Put your pointer fingers and thumbs together so they form a rectangle.

Now go “click!

You just took a picture.

Can you imagine it? That’s what it will be like to take a picture with the Ubi-Camera, now being developed by a group of researchers at the Institute of Advanced Media Arts and Sciences, a university in Japan.

The Ubi-Camera is a tiny rectangular box that fits over your thumb.

For the viewfinder (the thing you would normally look through on a camera to see what you want to take a picture of) you simply form a rectangle with your fingers and thumbs.

To take a picture, you press down on the box. Click! You’ve taken a photo—without a “camera.”

Whatever is in the rectangle you formed with your fingers will be what’s in your photo.

If you want to zoom in, you move your hands away from your face. To zoom out, you move your hands closer to your face.

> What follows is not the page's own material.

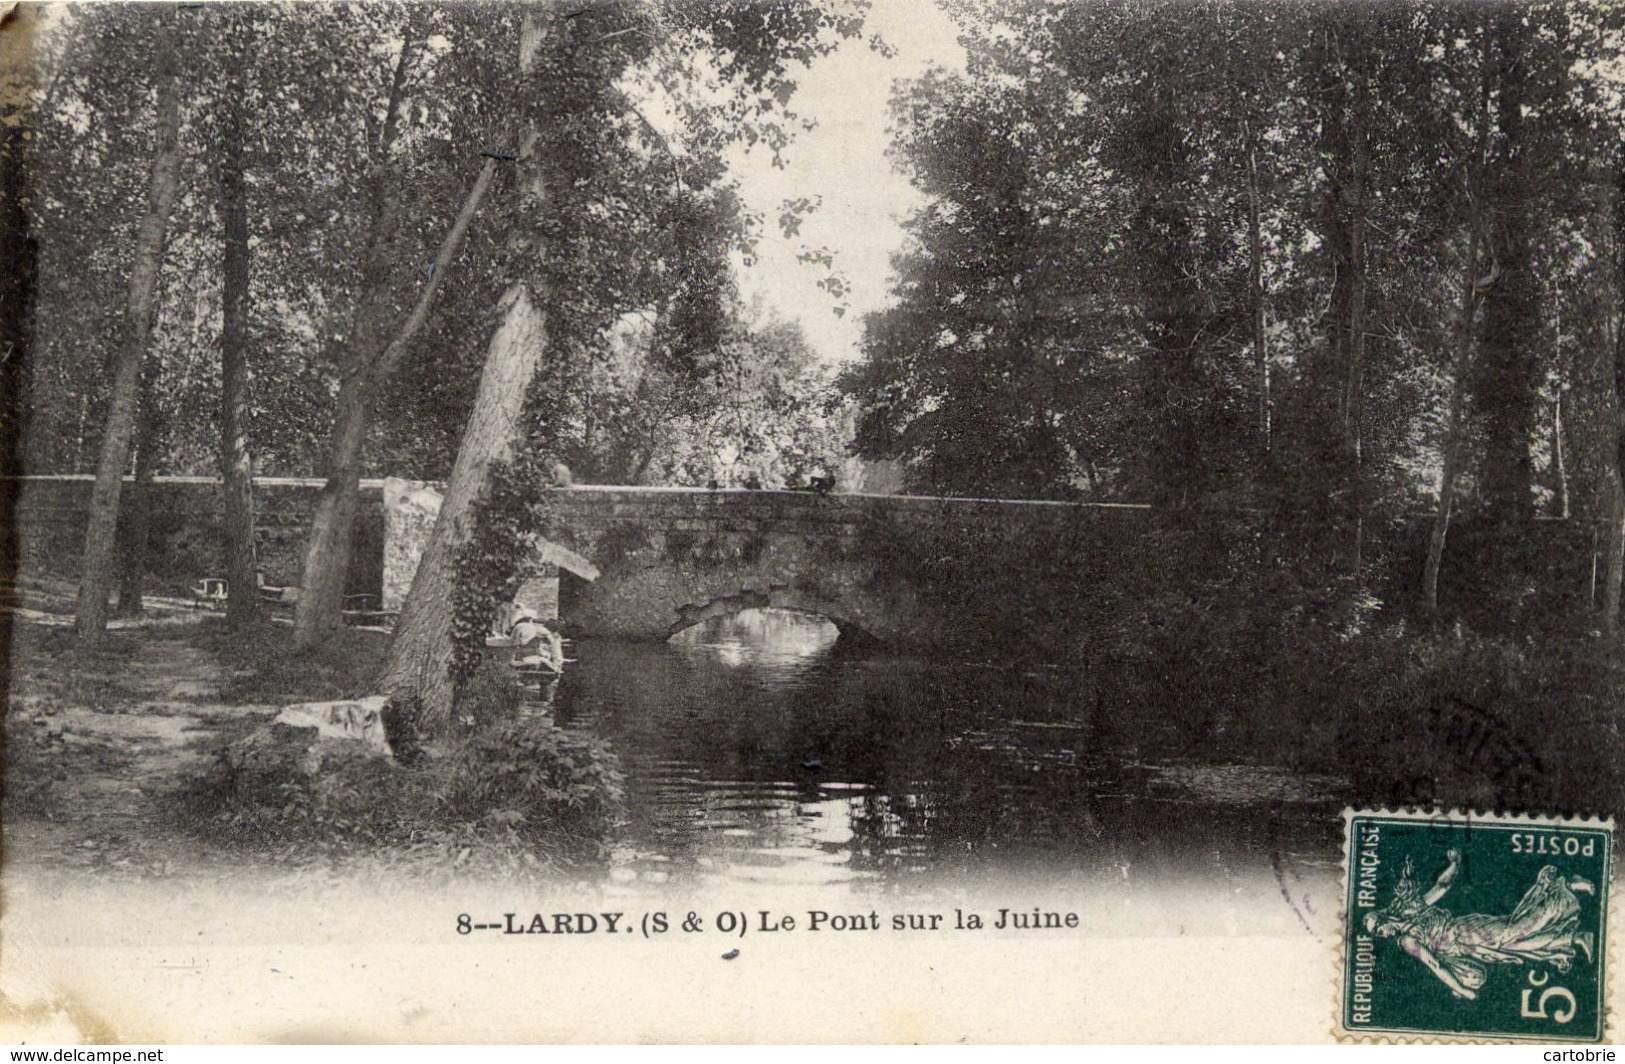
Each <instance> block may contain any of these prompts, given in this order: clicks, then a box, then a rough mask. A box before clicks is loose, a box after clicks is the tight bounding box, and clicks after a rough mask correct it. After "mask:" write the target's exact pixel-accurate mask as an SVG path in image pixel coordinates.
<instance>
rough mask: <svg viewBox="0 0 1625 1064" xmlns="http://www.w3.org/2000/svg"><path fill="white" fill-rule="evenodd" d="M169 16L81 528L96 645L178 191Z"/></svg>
mask: <svg viewBox="0 0 1625 1064" xmlns="http://www.w3.org/2000/svg"><path fill="white" fill-rule="evenodd" d="M172 18H174V13H172V10H166V11H164V13H163V15H159V19H158V21H159V24H161V26H164V31H161V32H159V36H158V39H156V42H154V55H156V57H158V62H159V70H158V76H156V81H158V123H156V130H154V149H153V169H151V177H150V180H148V193H146V213H145V214H143V218H141V226H140V231H138V234H137V244H135V255H133V260H132V263H130V286H128V296H127V305H125V323H124V341H122V344H120V349H119V359H117V365H115V367H114V378H112V390H111V398H109V403H107V421H106V424H104V429H102V443H101V456H99V458H98V461H96V487H94V489H93V491H91V507H89V510H91V515H89V525H88V528H86V530H85V569H83V573H81V577H80V596H78V609H76V617H75V627H76V630H78V637H80V640H81V642H83V643H85V645H88V647H94V645H96V643H99V642H101V637H102V632H106V629H107V598H109V593H111V591H112V582H114V573H115V572H117V557H115V556H117V546H119V500H120V497H122V494H124V471H125V466H127V465H128V463H130V440H132V437H133V435H135V419H137V404H138V396H140V390H141V388H140V383H141V362H143V361H145V357H146V346H148V343H150V340H151V333H153V317H154V314H156V310H158V273H159V268H161V266H163V258H164V234H166V231H167V229H169V214H171V211H172V210H174V205H176V193H177V190H179V187H180V99H179V96H177V93H176V80H177V78H176V57H174V42H172V39H171V37H172V34H169V32H167V23H169V19H172Z"/></svg>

In order to zoom in and out, the Ubi-Camera uses a tiny light that shines on your face. That light measures the distance from the Ubi-Camera to your face and tells the Ubi-Camera to zoom in or out.

The Ubi-Camera is still being developed. Currently, it needs a wire to hook it up to a computer to zoom in or out and to take the pictures. By the time the scientists are finished with it, however, it won’t have a wire and it won’t need to be hooked up to a computer.

Here is a video of the Ubi-Camera prototype in action. Note, this video (2:23) is on YouTube and should be viewed with an adult, since YouTube is not kid-friendly (this video is, however). The video includes some Japanese with English subtitles.

Note: This article was originally published on June 3, 2012.

CURRICULUM CONNECTIONS
By Jonathan Tilly

Writing/Discussion Prompt
Do you think the Ubi-Camera will be a successful camera? Is it the type of device you and your friends would want? Why do you think so?

Reading Prompt: Extending Understanding
When might an Ubi-Camera be more useful than a traditional camera? In which jobs would an Ubi-Camera be helpful?

Primary
Extend understanding of texts by connecting the ideas in them to their own
knowledge and experience, to other familiar texts, and to the world around them (OME, Reading: 1.6).

Junior
Extend understanding of texts by connecting the ideas in them to their own
knowledge, experience, and insights, to other familiar texts, and to the world
around them (OME, Reading: 1.6).

Intermediate
Extend understanding of texts, including increasingly complex or difficult texts, by connecting the ideas in them to their own knowledge, experience, and
insights, to other familiar texts, and to the world around them (OME, Reading: 1.6).

Grammar Feature: Contractions (That’s That)
A contraction is a word that is made by joining two words together. When making contractions, an Apostrophe is used to show where a letter or letters have been removed. For example, the contraction “that’s” is the joining of two words, “that” and “is.” An apostrophe is used to replace the letter “i.”

That’s what it will be like to take a picture with the Ubi-Camera, now being developed by a group of researchers at the Institute of Advanced Media Arts and Sciences, a university in Japan.”

Fill in the blanks below by using contractions.

1. It ______________ her bag.
2. If they __________________ go to gym, where are they?
3. ____________________ the best dancers at they party!
4. If ____________ her best joke, ____________ got one that will have you in stitches.
5. The teachers _____________ say why the pool is closed.